Employer Health Benefits And Wages: The Good News And The Bad

How much have increasingly expensive health benefits slowed the growth of wages? How much have they added to employer costs? There are good news and bad news in the latest numbers.

The following chart, based on data from the Bureau of Labor Statistics, shows that employee health benefits have been the fastest-growing segment of compensation costs for US employers in recent years. The cost of health benefits has risen by 62 percent, compared with an increase of just 36 percent in wages and salaries. Over the same period, the consumer price index has increased by 31 percent. Wages have barely outpaced the cost of living, while the cost of health care benefits has grown twice as rapidly as the average price of all goods and services.

There is a disconnect in the way that workers understand the relationship between wages and benefits and the way employers see them.

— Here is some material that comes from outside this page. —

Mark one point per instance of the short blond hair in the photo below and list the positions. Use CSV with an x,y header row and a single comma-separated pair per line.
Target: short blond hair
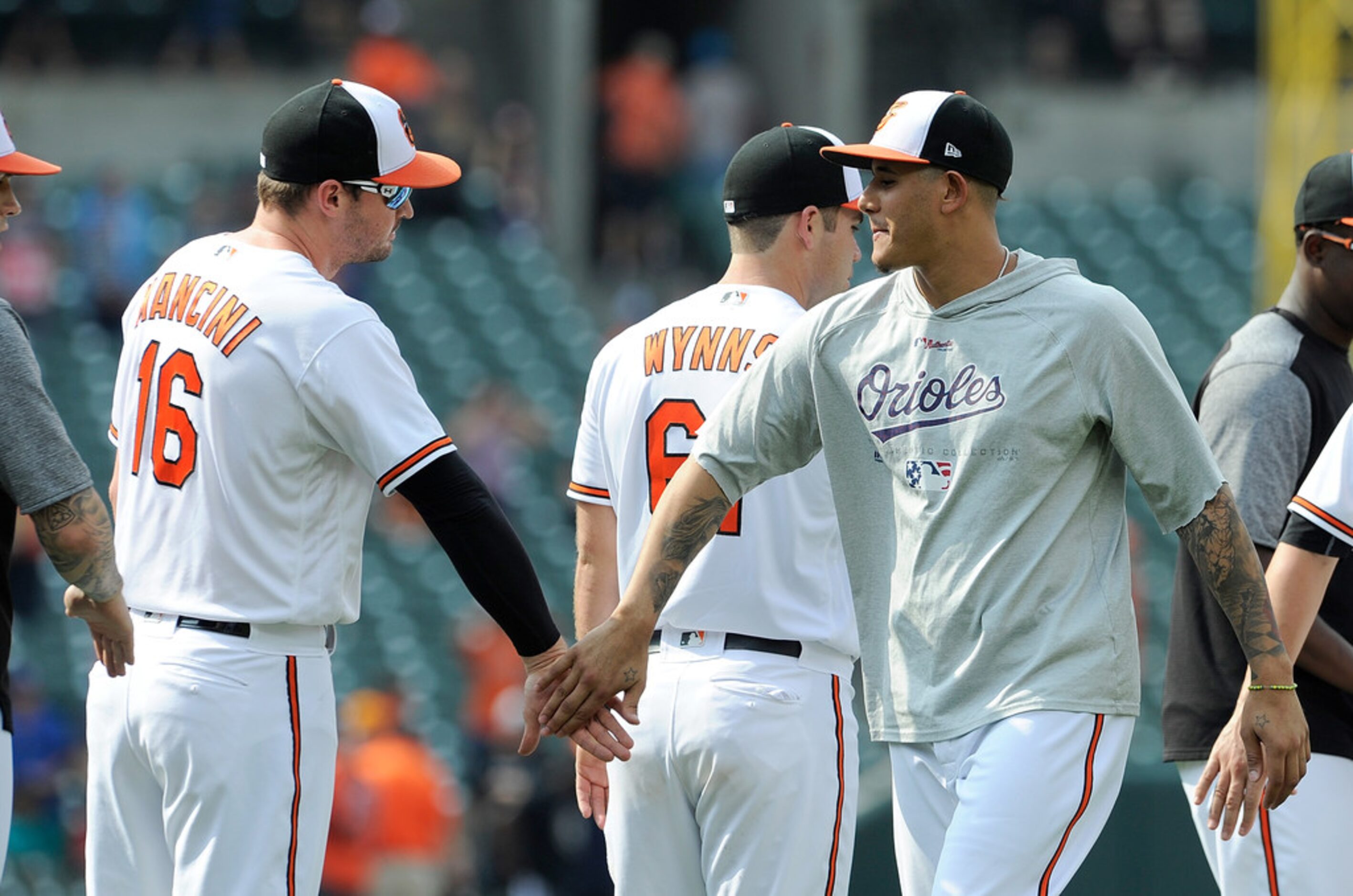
x,y
754,236
282,195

Workers tend to see benefits as something their employers give them in addition to what they earn. Accordingly, workers think of the cost of healthcare and other benefits as coming out of their employers’ pockets. Employers, on the other hand, see benefits as part of the total cost of the compensation they pay per worker. They know that if they have to pay more for health insurance, there is less left to put in workers’ pockets as wages and salaries.

Economists have long argued that the employer perspective is the correct one. In the long run, workers bear the cost of benefits. Policies like tax deductibility may influence the way employers split total compensation between cash wages and benefits, but it does not affect the total compensation per worker than they are willing to pay, or can afford to pay.

Economists consequently view the rising cost of employer-sponsored health insurance as one reason for the slow growth of wages. The data in the chart imply that if the cost of healthcare benefits had remained unchanged since 2004, cash wages would now be almost 5 percent higher than their actual level.

The statistical details contain both good news and bad news. The good news is that recently, the growth of health benefit costs has slowed a bit. Over the past year, health benefit costs have slipped from 8.4 percent of the total cost of compensation to just 8.3 percent. Over a five-year period, the growth of nominal wages has edged out the rising cost of health benefits by 13.3 percent to 13.1 percent.

The bad news is that the average cost of health benefits has slowed, in large part, because fewer employers are offering coverage, and because they are shifting a growing share of health insurance costs to their workers. A recent report from the Kaiser Family Foundation makes these points:

  • Since 2006, the premiums for employer-sponsored health insurance have increased by 58 percent, while workers’ share of those costs has increased by 78 percent.
  • The share of workers facing an annual deductible of $1,000 or more has increased from 10 percent to 51 percent over the same period.
  • The share of firms that provide health insurance to their workers has fallen from 66 percent to 56 percent.

The bottom line: High healthcare costs are dragging down their wages even while higher out-of-pocket costs take a bigger bite out of their take-home pay. America’s unique system of linking healthcare coverage to jobs is not working, either for workers or employers.